Dominy JE Jr, Lee Y, Jedrychowski MP, Chim H, Jurczak MJ, Camporez JP, Ruan HB, Feldman J, Pierce K, Mostoslavsky R, Denu JM, Clish CB, Yang X,Shulman GI, Gygi SP, Puigserver P.
Mol Cell. 2012 Dec 28;48(6):900-13. doi: 10.1016/j.molcel.2012.09.030. Epub 2012 Nov 8.
Identification of factors that control peroxisome peroliferator-activated receptor gamma
coactivator 1-a (PGC1a) promoting gluconeogenesis could support the invention of new
regulatory components for gluconeogenesis.

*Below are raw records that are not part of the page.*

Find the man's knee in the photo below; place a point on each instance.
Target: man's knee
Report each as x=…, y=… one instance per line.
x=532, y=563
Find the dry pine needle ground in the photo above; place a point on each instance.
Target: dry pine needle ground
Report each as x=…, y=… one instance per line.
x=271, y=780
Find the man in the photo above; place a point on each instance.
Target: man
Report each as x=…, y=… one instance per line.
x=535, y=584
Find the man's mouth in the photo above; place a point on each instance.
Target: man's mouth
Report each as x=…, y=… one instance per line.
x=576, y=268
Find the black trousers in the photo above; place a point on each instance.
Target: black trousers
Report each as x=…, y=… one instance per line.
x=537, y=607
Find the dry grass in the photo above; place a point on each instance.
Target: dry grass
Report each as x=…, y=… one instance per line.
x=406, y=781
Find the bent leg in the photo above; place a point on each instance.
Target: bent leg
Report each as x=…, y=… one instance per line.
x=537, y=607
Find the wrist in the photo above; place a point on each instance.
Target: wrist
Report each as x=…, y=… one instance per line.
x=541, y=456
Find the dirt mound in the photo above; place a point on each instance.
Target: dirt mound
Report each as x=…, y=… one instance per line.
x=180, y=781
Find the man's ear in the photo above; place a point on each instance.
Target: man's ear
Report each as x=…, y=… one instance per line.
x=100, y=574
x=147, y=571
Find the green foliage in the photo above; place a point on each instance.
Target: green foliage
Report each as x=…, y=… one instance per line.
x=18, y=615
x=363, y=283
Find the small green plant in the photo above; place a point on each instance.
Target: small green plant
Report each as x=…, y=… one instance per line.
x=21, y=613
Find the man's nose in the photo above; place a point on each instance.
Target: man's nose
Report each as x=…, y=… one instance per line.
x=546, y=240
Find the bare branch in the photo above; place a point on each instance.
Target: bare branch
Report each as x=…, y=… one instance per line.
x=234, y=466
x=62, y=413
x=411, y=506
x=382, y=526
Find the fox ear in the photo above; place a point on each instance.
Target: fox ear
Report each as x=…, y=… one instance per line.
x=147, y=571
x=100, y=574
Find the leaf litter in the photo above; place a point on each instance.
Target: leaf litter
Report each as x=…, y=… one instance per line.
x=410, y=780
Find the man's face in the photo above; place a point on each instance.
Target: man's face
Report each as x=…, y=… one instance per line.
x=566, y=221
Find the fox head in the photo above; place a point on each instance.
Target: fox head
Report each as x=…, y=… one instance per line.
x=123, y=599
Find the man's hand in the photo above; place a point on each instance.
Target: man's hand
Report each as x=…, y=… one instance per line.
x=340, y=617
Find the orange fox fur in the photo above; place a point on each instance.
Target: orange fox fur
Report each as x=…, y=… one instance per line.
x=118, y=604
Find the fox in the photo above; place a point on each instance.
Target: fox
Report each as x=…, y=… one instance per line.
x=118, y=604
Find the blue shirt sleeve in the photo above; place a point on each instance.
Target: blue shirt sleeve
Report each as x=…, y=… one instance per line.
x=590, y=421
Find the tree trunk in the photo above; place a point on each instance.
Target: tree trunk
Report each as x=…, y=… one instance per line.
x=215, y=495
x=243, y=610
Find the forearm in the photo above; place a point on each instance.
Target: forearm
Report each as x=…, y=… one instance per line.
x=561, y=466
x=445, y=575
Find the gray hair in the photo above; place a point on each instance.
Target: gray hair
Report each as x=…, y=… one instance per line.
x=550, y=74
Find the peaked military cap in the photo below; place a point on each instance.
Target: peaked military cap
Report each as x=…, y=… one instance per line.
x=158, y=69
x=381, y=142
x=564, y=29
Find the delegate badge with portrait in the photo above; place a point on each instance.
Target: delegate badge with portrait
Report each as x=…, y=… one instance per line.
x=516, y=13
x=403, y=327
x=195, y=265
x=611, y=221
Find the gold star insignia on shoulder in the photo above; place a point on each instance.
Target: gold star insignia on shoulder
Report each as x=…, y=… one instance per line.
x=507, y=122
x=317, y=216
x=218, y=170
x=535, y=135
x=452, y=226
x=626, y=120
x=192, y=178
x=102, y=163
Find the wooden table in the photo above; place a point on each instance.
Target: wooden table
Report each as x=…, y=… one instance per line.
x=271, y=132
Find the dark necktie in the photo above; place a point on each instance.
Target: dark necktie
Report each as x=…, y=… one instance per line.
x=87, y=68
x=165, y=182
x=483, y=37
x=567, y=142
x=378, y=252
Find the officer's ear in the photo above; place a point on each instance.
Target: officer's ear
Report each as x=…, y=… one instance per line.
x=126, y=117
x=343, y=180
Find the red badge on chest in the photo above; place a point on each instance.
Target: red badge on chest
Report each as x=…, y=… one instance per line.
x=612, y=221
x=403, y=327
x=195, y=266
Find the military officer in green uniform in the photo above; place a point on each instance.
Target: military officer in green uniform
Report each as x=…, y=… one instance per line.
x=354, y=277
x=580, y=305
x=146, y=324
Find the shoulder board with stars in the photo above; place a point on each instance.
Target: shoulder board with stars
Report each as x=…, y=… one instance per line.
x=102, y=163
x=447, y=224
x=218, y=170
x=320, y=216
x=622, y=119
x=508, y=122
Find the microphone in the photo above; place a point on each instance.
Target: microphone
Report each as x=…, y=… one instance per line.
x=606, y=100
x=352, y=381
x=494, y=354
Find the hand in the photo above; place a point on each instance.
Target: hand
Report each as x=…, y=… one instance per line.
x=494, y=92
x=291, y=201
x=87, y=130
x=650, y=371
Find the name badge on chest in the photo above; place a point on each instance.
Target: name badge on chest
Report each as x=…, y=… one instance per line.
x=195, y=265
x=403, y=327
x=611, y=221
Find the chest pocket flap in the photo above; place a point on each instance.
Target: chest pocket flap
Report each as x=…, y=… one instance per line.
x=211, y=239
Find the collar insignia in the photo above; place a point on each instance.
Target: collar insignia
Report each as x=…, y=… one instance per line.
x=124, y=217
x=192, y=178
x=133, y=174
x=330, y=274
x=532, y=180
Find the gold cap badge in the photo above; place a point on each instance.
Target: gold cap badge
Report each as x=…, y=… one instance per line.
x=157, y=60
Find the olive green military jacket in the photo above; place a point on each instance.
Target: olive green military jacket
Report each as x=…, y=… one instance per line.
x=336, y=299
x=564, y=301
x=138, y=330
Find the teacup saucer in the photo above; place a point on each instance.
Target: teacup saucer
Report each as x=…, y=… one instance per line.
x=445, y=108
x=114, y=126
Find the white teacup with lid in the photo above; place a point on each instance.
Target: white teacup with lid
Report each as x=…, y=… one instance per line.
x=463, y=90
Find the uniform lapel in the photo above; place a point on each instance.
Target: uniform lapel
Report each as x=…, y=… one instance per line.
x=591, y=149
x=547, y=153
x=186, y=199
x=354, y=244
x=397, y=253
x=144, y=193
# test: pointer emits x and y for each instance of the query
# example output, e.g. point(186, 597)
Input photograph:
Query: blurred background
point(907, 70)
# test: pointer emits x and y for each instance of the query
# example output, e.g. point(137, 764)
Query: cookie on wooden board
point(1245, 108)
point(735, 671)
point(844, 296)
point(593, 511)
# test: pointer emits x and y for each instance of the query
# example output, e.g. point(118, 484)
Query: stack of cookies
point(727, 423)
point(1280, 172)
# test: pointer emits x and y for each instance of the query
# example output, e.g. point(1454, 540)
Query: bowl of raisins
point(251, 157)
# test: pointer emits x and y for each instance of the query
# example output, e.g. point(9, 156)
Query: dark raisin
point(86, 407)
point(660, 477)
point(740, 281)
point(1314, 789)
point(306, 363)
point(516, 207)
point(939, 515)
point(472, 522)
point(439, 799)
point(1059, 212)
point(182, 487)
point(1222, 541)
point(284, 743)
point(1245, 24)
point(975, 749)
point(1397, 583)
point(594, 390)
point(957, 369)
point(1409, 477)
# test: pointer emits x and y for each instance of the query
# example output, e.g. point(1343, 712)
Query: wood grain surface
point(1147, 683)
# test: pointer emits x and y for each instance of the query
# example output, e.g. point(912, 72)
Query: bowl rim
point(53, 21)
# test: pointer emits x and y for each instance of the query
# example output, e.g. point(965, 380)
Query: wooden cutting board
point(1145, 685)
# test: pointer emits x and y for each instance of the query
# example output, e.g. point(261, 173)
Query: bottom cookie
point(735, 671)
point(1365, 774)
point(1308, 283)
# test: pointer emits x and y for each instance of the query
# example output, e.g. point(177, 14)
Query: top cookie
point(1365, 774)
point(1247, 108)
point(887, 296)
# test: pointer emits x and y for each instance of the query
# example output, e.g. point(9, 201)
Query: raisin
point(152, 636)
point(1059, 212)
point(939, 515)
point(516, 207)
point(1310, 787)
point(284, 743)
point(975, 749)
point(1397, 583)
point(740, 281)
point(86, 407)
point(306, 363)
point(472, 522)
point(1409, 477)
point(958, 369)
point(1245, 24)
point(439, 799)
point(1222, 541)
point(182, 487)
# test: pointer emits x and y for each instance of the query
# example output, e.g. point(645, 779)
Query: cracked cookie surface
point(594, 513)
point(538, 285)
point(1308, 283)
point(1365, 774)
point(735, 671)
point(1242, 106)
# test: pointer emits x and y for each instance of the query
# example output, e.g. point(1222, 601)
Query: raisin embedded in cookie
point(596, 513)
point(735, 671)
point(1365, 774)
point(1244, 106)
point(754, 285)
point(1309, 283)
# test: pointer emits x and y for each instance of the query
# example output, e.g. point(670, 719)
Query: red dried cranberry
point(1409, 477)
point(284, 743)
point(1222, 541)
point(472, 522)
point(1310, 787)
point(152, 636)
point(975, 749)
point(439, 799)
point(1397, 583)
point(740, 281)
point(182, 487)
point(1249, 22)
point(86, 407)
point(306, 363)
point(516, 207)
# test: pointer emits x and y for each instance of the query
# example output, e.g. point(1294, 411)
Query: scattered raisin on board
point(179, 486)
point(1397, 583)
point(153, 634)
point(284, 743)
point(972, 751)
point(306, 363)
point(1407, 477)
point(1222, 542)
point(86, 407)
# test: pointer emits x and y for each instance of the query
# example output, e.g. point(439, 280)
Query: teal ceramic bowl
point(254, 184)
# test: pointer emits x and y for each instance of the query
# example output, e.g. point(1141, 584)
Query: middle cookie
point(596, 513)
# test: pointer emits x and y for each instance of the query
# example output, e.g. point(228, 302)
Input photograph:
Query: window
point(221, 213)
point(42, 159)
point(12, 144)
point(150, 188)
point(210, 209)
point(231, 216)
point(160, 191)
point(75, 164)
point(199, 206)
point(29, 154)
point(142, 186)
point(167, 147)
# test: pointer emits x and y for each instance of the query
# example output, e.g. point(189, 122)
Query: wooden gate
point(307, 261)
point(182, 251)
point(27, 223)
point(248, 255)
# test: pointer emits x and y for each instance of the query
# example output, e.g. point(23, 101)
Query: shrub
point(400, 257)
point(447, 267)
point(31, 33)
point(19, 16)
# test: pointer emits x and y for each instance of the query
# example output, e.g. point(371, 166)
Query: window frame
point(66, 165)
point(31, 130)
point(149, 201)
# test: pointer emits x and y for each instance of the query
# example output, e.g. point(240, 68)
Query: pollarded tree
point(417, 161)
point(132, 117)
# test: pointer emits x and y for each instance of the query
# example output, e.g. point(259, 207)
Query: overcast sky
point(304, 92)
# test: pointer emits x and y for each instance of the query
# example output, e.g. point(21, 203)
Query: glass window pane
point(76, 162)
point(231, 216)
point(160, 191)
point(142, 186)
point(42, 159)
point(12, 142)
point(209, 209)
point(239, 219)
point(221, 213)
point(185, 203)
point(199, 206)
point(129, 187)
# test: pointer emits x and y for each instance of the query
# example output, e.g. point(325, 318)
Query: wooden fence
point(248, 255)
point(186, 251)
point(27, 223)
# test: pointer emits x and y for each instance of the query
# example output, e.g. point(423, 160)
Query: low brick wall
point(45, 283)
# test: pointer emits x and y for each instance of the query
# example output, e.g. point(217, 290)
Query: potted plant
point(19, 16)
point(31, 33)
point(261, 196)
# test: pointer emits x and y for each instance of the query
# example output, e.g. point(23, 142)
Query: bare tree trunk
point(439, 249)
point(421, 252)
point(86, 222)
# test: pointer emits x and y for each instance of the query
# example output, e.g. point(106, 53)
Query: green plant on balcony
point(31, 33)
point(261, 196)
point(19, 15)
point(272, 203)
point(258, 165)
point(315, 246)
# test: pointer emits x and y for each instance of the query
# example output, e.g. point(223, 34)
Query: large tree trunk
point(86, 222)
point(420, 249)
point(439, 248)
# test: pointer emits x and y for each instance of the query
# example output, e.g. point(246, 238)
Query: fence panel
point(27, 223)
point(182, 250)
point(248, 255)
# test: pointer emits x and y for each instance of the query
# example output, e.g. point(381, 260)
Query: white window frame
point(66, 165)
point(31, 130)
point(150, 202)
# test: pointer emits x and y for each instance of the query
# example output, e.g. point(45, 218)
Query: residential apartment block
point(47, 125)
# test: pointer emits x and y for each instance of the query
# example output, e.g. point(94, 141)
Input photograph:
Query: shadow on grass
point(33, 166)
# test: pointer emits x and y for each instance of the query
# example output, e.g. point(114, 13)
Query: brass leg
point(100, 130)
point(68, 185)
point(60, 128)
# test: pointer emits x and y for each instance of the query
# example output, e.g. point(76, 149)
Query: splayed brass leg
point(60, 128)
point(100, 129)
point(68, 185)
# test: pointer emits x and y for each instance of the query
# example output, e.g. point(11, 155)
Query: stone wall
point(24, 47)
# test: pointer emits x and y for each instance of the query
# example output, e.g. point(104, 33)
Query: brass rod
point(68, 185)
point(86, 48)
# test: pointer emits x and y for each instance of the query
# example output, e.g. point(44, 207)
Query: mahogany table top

Acetylation of PGC1a associated with a repression of PGC1a
General control nonrepressed protein 5 (GCN5) catalyzes PGC1a acetylation, while Silent
mating type information regulator 2 homolog 1(Sirt1) leads to PGC1a deacetylation and
activation of its target genes.
Since there has been no systematic examination of the participation of the other nuclear
sirtuins in regulating PGC1a, this study examined the effects of Sirt2, Sirt6 and Sirt7 on
PGC1a acetylation.
This study report that Sirt6 strongly controls PGC-1α acetylation.
Sirt6 induces PGC-1α acetylation and suppresses HGP, while Sirt6 depletion decreases
PGC-1α acetylation and promotes HGP. These acetylation effects are GCN5 dependent:
Sirt6 interacts with and modifies GCN5, enhancing GCN5's activity. Lepr(db/db) mice, an
obese/diabetic animal model, exhibit reduced Sirt6 levels; ectopic re-expression suppresses
gluconeogenic genes and normalizes glycemia. Activation of hepatic Sirt6 may therefore be
therapeutically useful for treating insulin-resistant diabetes.